In the mid-90's, as domestic British cinema was being strangled by period costume mush, I hatched the idea of one day programming KEEP IT UP DOWNSTAIRS (1977), smutty nonsense filmed in Knebworth with Diana Dors, Mary Millington and Willie Rushton, also made in a hardcore version, alongside REMAINS OF THE DAY or some such stodge.

Ballad of Ballard Berkley

Quote from: CaledonianGonzo on January 14, 2011, 10:18:38 AM
My one abiding memory of Cactus Jack is that after Kirk Douglas finally steals a kiss from Charming Jones, the Looney Tunes music starts up and he starts bouncing around the town like a hopped-up Zebedee.

That rings a bell. Or maybe I'm just imagining it (accompanied by tweeting cartoon birds). All I remember about it are papier mache boulders falling on Kirk's head, which you can see in the trailer anyway. Good to know that someone else has seen it anyway.

Quote from: Ballad of Ballard Berkley on January 14, 2011, 02:04:07 PM
That rings a bell. Or maybe I'm just imagining it (accompanied by tweeting cartoon birds). All I remember about it are papier mache boulders falling on Kirk's head, which you can see in the trailer anyway. Good to know that someone else has seen it anyway.

I saw 'Cactus Jack' as a kid and loved it. When I saw it again, years later, it just didn't work and was terribly disappointing.
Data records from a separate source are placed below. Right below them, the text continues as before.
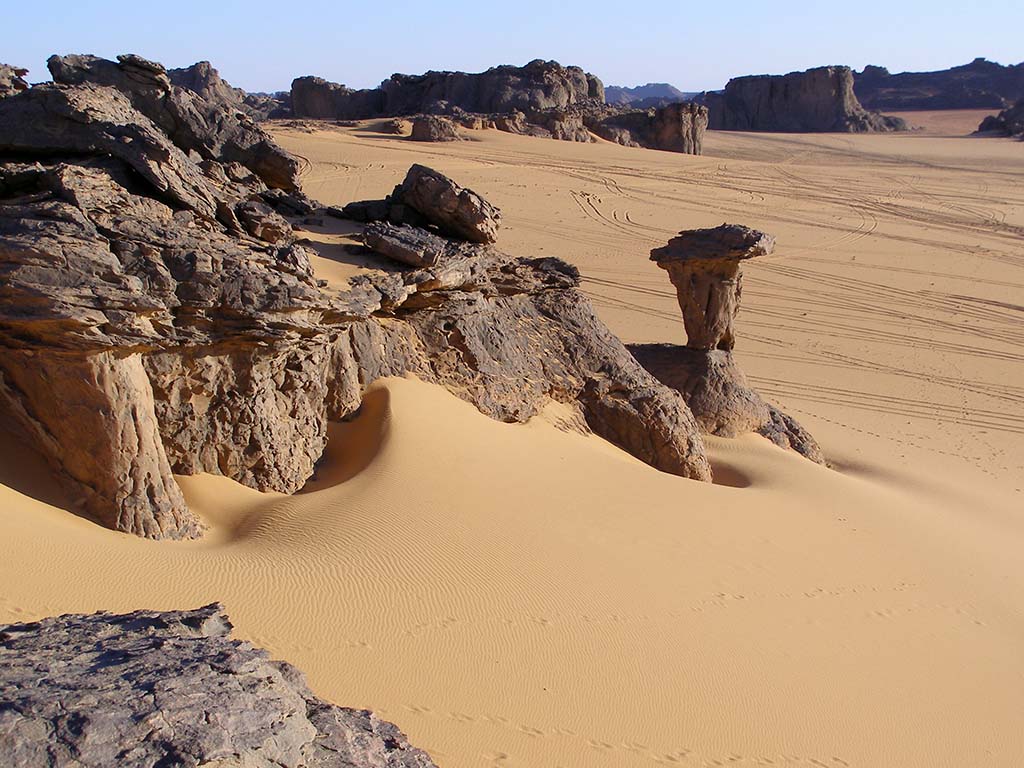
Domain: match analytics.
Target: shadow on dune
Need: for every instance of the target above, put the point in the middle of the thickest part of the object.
(353, 444)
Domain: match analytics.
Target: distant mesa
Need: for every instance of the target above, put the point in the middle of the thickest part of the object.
(543, 98)
(978, 85)
(817, 100)
(706, 268)
(162, 688)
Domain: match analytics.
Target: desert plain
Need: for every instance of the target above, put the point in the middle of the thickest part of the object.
(526, 595)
Then I caught it again a couple of years after that and found it hilarious again. Must've been a raised then lowered expectations thing.

lazyhour

Nice idea for a thread. The other night we watched Camp followed by But I'm A Cheerleader. BIAC is the superior of the two, but they complimented each other nicely.... in an effeminate voice, arf!

Camp, while far, far, far from perfect, still makes Glee look like the watered-down empty toss that it is.

Lately we've been watching Nazi/sinister network/conspiracy films either back-to-back or over consecutive nights. Black Book and Good over two evenings was a great double-punch. Likewise The Odessa File followed by the slightly less plausible The Boys From Brazil.